Idee che, come già evidenziato nel corso dell’incontro d’inizio mese, tendono principalmente a mettere in campo azioni mirate innanzitutto a superare il luogo comune che vede Librino il Bronx di Catania, e azioni concrete per rendere reale quanto immaginato.
Perché è dal pensiero della Librino futura che nasce il documento elaborato e presentato stamattina, nato dai desideri di chi vive e lavora nel quartiere ma soprattutto di chi pensa che Catania possa rinascere proprio dal luogo oggi simbolo in negativo, ma dove il fermento sociale è alto. “Lo scorso 2 luglio – spiega Sara Fagone, della Cgil e coordinatrice della rete – abbiamo chiesto ai partecipanti di immaginare il quartiere tra dieci anni. Ogni idea è stata riportata su un post-it da cui sono nate le esigenze che chi vive qui considera primarie”.
Verde, spazi sociali, luoghi di cultura, ma soprattutto valorizzazione dell’esistente, mobilità e investimenti sulle persone. “E’ poco proficuo – si legge nel report – continuare a spendere soldi pubblici per riqualificare il quartiere da un punto di vista solo fisico. Se ad ogni euro speso in “pietre” non corrisponde un euro investito sulle persone, continueremo ad assistere a uno spreco”.
“Solo coinvolgendo le persone in quella che è la loro realtà si contrasta l’anti politica e la cecità delle amministrazioni – ha aggiunto la Fagone che ha illustrato quanto emerso dal laboratorio insieme alla preside della Musco, Cristina Cascio, e a Eleonora Guzzetta, collaboratrice della rete e curatrice del blog realizzato dalle associazioni.

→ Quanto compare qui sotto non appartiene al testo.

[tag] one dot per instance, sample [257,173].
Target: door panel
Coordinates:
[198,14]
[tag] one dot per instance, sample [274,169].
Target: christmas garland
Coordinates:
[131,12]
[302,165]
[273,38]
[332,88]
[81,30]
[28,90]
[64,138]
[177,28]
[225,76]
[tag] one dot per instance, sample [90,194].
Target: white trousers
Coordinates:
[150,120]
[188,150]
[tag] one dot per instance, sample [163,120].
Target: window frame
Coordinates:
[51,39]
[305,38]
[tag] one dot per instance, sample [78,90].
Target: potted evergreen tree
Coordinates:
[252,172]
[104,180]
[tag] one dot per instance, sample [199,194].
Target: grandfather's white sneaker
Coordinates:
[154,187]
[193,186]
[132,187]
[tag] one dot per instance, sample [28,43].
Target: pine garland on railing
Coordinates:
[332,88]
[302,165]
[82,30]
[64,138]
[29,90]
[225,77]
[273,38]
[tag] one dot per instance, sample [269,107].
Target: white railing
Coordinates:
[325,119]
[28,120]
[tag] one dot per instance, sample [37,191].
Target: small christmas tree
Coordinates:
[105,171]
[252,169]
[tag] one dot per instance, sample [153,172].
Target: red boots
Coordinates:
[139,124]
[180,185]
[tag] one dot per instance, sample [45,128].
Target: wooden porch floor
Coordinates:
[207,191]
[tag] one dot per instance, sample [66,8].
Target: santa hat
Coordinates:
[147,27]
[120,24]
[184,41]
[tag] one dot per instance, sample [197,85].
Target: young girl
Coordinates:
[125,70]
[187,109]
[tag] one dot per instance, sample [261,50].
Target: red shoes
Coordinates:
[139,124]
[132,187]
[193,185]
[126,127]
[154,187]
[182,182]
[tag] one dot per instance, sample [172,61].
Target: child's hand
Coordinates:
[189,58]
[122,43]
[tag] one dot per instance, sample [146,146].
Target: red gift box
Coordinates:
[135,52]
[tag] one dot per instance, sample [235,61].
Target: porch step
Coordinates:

È questa un’altra novità della politica che parte dal basso: si chiama Librino Lab (l’indirizzo è Librinolab.wordpress.com) e sarà il luogo virtuale in cui le attività di cooperazione e progettazione continueranno e si allargheranno a chiunque volesse dare il proprio contributo. Anche perché, il mancato o il ridotto coinvolgimento della gente, della cittadinanza che conosce disagi e problematiche potrebbe portare gli amministratori a fare errori o, se non proprio a farne, a non realizzare azioni corrette.
Un esempio è il Librino express. Una richiesta, quella di potenziare il collegamento tra il quartiere e la città, avanzata proprio dalla rete di associazioni. “L’incremento del trasporto pubblico era una delle nostre richieste – ha sottolineato la Fagone. Abbiamo pensato che fosse un incentivo per noi e per i nostri abitanti. Mi sono informata bene e ho capito che verrà soppresso il 55. Per questo noi non prendiamo bene quanto deciso. Affatto. Se è vero che l’autobus ci metterà dieci minuti, è anche vero che le persone dovranno prendere navette per spostarsi all’interno del quartiere. Non mi sembra infine – ha concluso – che il Librino express effettui fermate dove sorgeranno gli istituti onnicomprensivi”.